Global stability, sensitivity and passive control of low-Reynolds-number flows around NACA 4412 swept wings

Abstract

The stability and sensitivity of two- and three-dimensional global modes developing on steady spanwise-homogeneous laminar separated flows around NACA 4412 swept wings are numerically investigated for different Reynolds numbers ${\textit {Re}}$ and angles of attack $\alpha$ . The wake dynamics is driven by the two-dimensional von Kármán mode whose emergence threshold in the $\alpha \unicode{x2013}{\textit {Re}}$ plane is computed with that of the three-dimensional centrifugal mode.

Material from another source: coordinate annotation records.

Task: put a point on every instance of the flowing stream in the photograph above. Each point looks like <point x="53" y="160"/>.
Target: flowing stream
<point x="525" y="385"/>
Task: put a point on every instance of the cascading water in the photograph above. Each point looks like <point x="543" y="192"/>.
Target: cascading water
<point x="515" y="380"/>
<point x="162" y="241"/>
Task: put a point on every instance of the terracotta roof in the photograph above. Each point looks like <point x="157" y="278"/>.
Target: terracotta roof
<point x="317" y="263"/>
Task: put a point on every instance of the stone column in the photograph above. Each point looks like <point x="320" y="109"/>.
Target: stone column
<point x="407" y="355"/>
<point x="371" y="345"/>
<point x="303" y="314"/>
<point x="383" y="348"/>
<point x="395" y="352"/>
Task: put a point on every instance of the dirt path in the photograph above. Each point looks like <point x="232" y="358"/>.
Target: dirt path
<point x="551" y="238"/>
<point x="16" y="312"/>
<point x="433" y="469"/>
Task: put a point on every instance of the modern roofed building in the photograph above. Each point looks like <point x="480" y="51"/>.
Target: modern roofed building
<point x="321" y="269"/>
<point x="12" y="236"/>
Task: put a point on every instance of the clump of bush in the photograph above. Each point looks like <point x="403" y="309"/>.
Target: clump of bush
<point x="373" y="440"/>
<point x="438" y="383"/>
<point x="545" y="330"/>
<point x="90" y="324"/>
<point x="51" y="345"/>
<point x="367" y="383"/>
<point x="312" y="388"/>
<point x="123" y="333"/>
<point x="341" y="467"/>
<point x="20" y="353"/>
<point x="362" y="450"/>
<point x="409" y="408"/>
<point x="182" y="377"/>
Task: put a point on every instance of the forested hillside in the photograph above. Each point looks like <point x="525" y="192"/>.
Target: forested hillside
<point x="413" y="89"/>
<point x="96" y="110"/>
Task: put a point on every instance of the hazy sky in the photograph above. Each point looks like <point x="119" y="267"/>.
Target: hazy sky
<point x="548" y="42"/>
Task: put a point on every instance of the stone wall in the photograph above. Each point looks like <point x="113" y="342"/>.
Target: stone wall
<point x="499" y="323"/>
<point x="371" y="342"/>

At the critical Reynolds number, the Strouhal number, the streamwise wavenumber of the von Kármán mode and the spanwise wavenumber of the leading three-dimensional centrifugal mode scale as a power law of $\alpha$ . The introduction of a sweep angle attenuates the growth of all unstable modes and entails a Doppler effect in the leading modes’ dynamics and a shift towards non-zero frequencies of the three-dimensional centrifugal modes. These are found to be non-dispersive as opposed to the von Kármán modes. The sensitivity of the leading global modes is investigated in the vicinity of the critical conditions through adjoint-based methods. The growth-rate sensitivity map displays a region on the suction side of the wing, wherein a streamwise-oriented force has a net stabilising effect, comparable to what could have been obtained inside the recirculation bubble. In agreement with the predictions of the sensitivity analysis, a spanwise-homogeneous force suppresses the Hopf bifurcation and stabilises the entire branch of von Kármán modes. In the limit of small amplitudes, passive control via spanwise-wavy forcing produces a stabilising effect similar to that of a spanwise-homogeneous control and is more effective than localised spherical forces.